There were two successive backchannel processes — one between diplomat Niaz Naik and journalist R.K. Mishra just before the then Pakistan army chief, Musharraf, overthrew the Nawaz government; and a later one that spanned two governments in Delhi, between Musharraf confidante Tariq Aziz and R.K. Mishra, Brajesh Mishra, J.N. Dixit and finally Satinder Lambah from India.
Kasuri confirms much of what was known about the secret process, aimed at exploring the possibility of drafting an agreement on Kashmir. Though few knew exactly what was going on in those meetings, held in different capitals across the world, Musharraf periodically revealed details about what he called the “four-point formula” in interviews. In 2009, a New Yorker article called “The Back Channel” spoke about how only semicolons remained to be finalised in the agreement. The Indian side, which never said much about the backchannel officially, has been dismissive about reports that the finalisation of an agreement was just a “semicolon away”.

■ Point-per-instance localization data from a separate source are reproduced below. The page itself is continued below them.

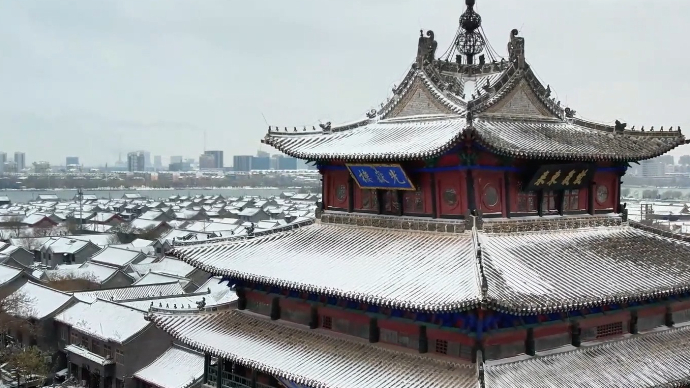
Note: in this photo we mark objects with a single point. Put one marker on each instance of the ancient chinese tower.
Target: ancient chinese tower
(470, 235)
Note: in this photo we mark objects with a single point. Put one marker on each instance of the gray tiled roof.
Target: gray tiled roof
(404, 269)
(308, 357)
(393, 139)
(526, 272)
(415, 138)
(564, 140)
(561, 270)
(657, 359)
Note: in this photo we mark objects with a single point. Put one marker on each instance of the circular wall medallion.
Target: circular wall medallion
(602, 194)
(450, 197)
(341, 193)
(490, 196)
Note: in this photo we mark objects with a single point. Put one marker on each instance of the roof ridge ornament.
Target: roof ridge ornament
(516, 49)
(470, 42)
(426, 48)
(620, 127)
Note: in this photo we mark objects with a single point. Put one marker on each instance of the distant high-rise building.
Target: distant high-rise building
(261, 163)
(20, 160)
(305, 165)
(242, 162)
(136, 161)
(282, 162)
(207, 162)
(218, 158)
(3, 160)
(41, 167)
(147, 160)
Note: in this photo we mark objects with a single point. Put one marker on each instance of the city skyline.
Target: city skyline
(103, 54)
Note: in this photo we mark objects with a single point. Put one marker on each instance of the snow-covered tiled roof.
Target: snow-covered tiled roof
(657, 359)
(392, 139)
(85, 353)
(105, 320)
(308, 357)
(89, 270)
(146, 224)
(220, 294)
(159, 278)
(167, 265)
(116, 256)
(42, 301)
(174, 302)
(536, 272)
(178, 367)
(132, 292)
(568, 140)
(400, 268)
(7, 274)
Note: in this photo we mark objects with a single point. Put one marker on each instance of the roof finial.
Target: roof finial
(470, 42)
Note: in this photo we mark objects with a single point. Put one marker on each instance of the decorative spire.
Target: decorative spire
(470, 42)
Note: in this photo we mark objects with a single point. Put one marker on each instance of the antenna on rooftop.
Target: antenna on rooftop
(80, 197)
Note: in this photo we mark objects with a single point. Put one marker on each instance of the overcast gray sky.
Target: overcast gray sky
(94, 78)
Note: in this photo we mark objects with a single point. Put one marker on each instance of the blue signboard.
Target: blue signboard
(380, 176)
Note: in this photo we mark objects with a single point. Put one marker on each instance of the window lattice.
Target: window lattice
(442, 346)
(527, 201)
(327, 322)
(571, 200)
(548, 202)
(610, 329)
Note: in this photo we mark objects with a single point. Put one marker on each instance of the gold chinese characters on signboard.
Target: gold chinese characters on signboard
(561, 177)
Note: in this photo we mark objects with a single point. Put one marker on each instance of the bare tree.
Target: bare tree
(43, 232)
(15, 312)
(29, 366)
(15, 225)
(113, 239)
(30, 243)
(70, 282)
(73, 225)
(151, 233)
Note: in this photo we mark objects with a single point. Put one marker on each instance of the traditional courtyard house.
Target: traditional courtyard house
(191, 214)
(106, 218)
(65, 250)
(117, 257)
(132, 292)
(106, 342)
(152, 277)
(99, 275)
(158, 215)
(219, 292)
(253, 214)
(132, 196)
(174, 267)
(473, 220)
(11, 279)
(39, 220)
(16, 257)
(178, 367)
(42, 304)
(139, 225)
(154, 247)
(48, 198)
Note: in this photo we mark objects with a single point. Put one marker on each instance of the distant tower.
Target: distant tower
(20, 160)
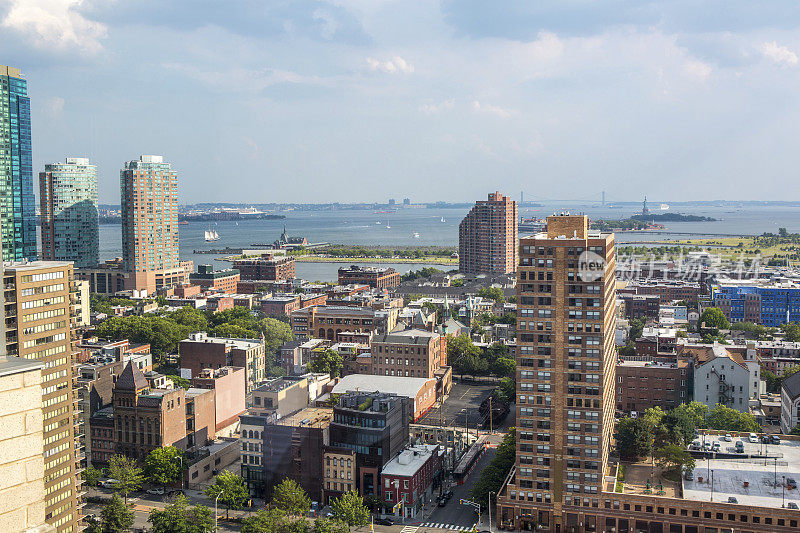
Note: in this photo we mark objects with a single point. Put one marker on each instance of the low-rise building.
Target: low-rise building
(411, 477)
(200, 351)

But in his book, The Accidental Prime Minister, Sanjaya Baru, who was media advisor to Prime Minister Manmohan Singh, gives enough details about the progress made on the Kashmir issue through this secret process to show that it was not all just a figment of Kasuri’s or the New Yorker’s imaginations.

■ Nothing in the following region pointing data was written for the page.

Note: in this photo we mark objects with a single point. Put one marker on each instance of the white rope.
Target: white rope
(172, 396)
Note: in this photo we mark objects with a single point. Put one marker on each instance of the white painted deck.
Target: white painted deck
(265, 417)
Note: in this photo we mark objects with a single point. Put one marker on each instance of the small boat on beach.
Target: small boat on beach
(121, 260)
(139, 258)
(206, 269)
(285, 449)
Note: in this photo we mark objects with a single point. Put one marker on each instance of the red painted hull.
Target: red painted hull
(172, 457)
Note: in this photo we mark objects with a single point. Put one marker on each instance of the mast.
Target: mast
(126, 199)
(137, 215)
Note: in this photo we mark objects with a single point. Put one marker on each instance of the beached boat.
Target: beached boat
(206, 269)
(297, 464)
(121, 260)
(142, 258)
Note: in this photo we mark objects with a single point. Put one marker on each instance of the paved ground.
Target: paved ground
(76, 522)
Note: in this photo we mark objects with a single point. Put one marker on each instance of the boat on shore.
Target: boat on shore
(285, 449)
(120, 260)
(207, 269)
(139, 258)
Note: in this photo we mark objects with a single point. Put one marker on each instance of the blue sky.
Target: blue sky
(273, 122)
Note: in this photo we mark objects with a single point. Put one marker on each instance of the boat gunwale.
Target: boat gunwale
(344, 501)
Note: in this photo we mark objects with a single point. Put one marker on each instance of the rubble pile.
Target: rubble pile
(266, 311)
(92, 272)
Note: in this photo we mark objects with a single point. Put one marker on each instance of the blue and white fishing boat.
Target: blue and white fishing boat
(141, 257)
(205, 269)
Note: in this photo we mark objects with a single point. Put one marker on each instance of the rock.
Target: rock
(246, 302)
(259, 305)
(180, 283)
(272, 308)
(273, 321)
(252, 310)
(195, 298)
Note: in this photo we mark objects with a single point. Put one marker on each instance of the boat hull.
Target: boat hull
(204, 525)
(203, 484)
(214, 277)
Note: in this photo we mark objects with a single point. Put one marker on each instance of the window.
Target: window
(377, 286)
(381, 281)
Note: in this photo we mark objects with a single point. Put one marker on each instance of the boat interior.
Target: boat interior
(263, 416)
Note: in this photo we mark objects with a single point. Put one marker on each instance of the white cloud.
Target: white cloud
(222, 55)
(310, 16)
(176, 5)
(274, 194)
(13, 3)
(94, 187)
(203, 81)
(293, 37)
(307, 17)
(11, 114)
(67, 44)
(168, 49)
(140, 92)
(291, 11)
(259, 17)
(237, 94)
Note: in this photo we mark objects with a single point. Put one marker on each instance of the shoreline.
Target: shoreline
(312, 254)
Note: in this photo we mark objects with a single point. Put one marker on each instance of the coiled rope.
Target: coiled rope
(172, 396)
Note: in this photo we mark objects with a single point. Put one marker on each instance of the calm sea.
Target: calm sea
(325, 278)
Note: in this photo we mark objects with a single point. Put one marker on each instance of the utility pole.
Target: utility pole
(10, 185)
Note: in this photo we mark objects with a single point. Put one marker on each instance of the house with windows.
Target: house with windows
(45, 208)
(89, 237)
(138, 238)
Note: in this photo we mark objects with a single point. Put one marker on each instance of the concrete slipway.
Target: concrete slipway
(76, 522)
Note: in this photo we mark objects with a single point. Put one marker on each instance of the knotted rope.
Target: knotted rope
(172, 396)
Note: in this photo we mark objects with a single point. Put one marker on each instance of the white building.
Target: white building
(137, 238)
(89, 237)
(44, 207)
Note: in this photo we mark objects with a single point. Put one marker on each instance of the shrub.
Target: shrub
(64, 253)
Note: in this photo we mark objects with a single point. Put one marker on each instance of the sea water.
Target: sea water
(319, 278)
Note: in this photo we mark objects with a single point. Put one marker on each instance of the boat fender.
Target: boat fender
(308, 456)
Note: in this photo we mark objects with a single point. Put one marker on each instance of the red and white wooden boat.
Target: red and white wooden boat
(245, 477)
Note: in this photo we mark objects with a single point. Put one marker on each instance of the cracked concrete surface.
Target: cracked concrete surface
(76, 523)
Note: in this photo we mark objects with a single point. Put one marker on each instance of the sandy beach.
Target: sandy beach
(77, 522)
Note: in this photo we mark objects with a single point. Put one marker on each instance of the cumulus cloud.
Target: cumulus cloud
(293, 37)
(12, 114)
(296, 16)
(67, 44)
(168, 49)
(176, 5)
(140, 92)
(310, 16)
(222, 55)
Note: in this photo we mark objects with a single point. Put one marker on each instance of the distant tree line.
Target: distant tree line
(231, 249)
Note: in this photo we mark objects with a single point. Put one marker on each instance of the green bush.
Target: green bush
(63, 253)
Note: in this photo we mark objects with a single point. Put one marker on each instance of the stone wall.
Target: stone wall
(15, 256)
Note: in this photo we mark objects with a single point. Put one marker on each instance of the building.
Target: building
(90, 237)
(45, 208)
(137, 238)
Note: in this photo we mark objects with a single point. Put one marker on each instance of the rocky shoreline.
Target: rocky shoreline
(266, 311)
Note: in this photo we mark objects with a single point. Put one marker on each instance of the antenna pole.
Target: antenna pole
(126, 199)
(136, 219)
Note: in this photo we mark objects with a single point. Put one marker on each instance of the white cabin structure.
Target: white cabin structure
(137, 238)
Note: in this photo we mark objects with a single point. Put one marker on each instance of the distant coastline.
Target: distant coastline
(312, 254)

In Kasuri’s telling, the backchannel became possible because the two interlocutors were not just mandated by their leaders, but had their complete and total confidence. This in turn ensured that the turnaround time on modifications, reformulations and revisions on drafts was brief. While there were only two interlocutors, one from each side, at any given time, inputs into the process came from multiple sources in the two governments. “It is unthinkable that so many exchanges of non-papers could have remained confidential in the absence of a backchannel. In Pakistan and India, hardly anything remains secret; to make matters worse, the leakages would almost always be selective and tendentious,” writes the former foreign minister.
At this time, what India and Pakistan urgently need is a similar process that allows both sides to speak to each other, away from political compulsions played out under the glare of the media, without leaks, without needing to play victor and vanquished. Such a backchannel should have the initial mandate of preparing for a structured meeting between Modi and Nawaz that will result in a well-considered joint statement. The most suitable time for this meeting would be on the sidelines of the Saarc summit. Modi will need to visit Islamabad in early 2016 for the summit, unless he is thinking of scuppering the meet and squandering the little goodwill that his initial South Asia outreach garnered, especially from the smaller countries that need the regional grouping much more than India or Pakistan.
In 2004, another BJP PM decided after much hesitation and a couple of security scares that he would go to the Pakistan capital for that year’s Saarc summit and meet Musharraf on the sidelines. The joint statement that came out of that meeting between Atal Bihari Vajpayee and Musharraf was a landmark document, but much work had gone on behind the scenes since early 2003, including the declaration by Pakistan of a ceasefire, a huge unilateral confidence-building measure, that India reciprocated in November that year.
There must be a similarly thought-out two-step towards a meeting in Islamabad next year on the sidelines of Saarc — perhaps preceded by a unilateral confidence-building measure from the Indian side (visas?) — instead of a speed date between the two leaders on the sidelines of the UN General Assembly in New York. And the backchannel must continue to work to keep the engagement going.